🤖 AI Summary
This study addresses the limited empirical grounding and creativity of current large language models (LLMs) in social science research, which often rely excessively on literature retrieval and synthesis. To overcome these limitations, the authors propose a memory-augmented social simulation paradigm that constructs a high-fidelity, research-oriented simulation environment. This framework integrates dynamic goal-directed path planning, cold-start initialization using multidisciplinary behavioral data, a structured forgetting mechanism informed by the Ebbinghaus forgetting curve, and multilevel social norm constraints. Experimental results demonstrate that the proposed approach improves generation quality by 6.81% over baseline LLMs and achieves a significant 17.19% gain in insightfulness compared to strong baselines, thereby substantially enhancing the empirical foundation and creative capacity of LLMs in social science inquiry.
📝 Abstract
Deep Research agents powered by Large Language Models (LLMs) have exhibited extraordinary potential in automated paper writing tasks. However, existing systems rely heavily on literature retrieval and synthesis through internet and local knowledge bases, often resulting research in lacking insight and creativity in social science. To address this issue, we propose "Memory-Augmented Social Simulation (MASS)", an innovative paradigm that leverages highly realistic and research-oriented social simulations to enhance the creativity and empirical founding of LLMs-generated research.
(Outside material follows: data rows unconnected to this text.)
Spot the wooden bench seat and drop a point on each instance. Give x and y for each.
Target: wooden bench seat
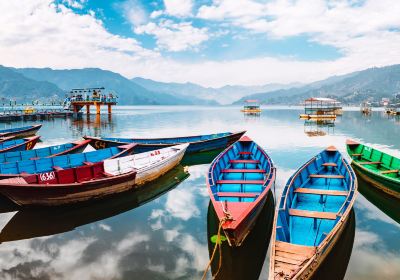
(312, 214)
(390, 171)
(326, 176)
(329, 164)
(237, 194)
(243, 171)
(250, 182)
(321, 192)
(244, 161)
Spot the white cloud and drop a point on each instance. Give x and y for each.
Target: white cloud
(174, 36)
(178, 8)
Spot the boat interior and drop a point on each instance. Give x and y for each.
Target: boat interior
(314, 199)
(241, 174)
(375, 160)
(58, 162)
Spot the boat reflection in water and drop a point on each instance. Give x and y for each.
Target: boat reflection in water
(319, 127)
(334, 266)
(246, 261)
(39, 222)
(386, 203)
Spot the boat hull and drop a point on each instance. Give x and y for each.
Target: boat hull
(379, 182)
(31, 131)
(69, 193)
(194, 147)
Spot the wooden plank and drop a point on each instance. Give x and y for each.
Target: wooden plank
(243, 171)
(326, 176)
(312, 214)
(244, 161)
(329, 164)
(390, 171)
(253, 182)
(237, 194)
(321, 192)
(370, 162)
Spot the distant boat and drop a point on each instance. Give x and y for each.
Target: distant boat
(376, 167)
(311, 215)
(14, 145)
(238, 182)
(51, 151)
(199, 143)
(20, 132)
(92, 180)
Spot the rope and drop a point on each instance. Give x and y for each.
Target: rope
(218, 244)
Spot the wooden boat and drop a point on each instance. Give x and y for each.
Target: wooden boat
(14, 145)
(311, 215)
(199, 143)
(51, 151)
(35, 166)
(238, 182)
(376, 167)
(90, 181)
(20, 132)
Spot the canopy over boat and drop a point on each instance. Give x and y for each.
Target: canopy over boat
(238, 182)
(18, 144)
(198, 143)
(378, 168)
(51, 151)
(20, 132)
(313, 209)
Specifically, MASS integrates three core components: dynamic goal-path planning with multi-level social norm restraint to guide the simulation, a multi-disciplinary behavior dataset for agent memory cold-start, and a structured forgetting mechanism inspired by the Ebbinghaus curve. Together, these ensure simulation authenticity and provide a robust empirical foundation for generating innovative scholarly papers. Experimental results demonstrate the effectiveness of our method, showing a 6.81\% improvement in generation overall quality over foundation LLMs and 17.19\% gain in Insight over strong baselines.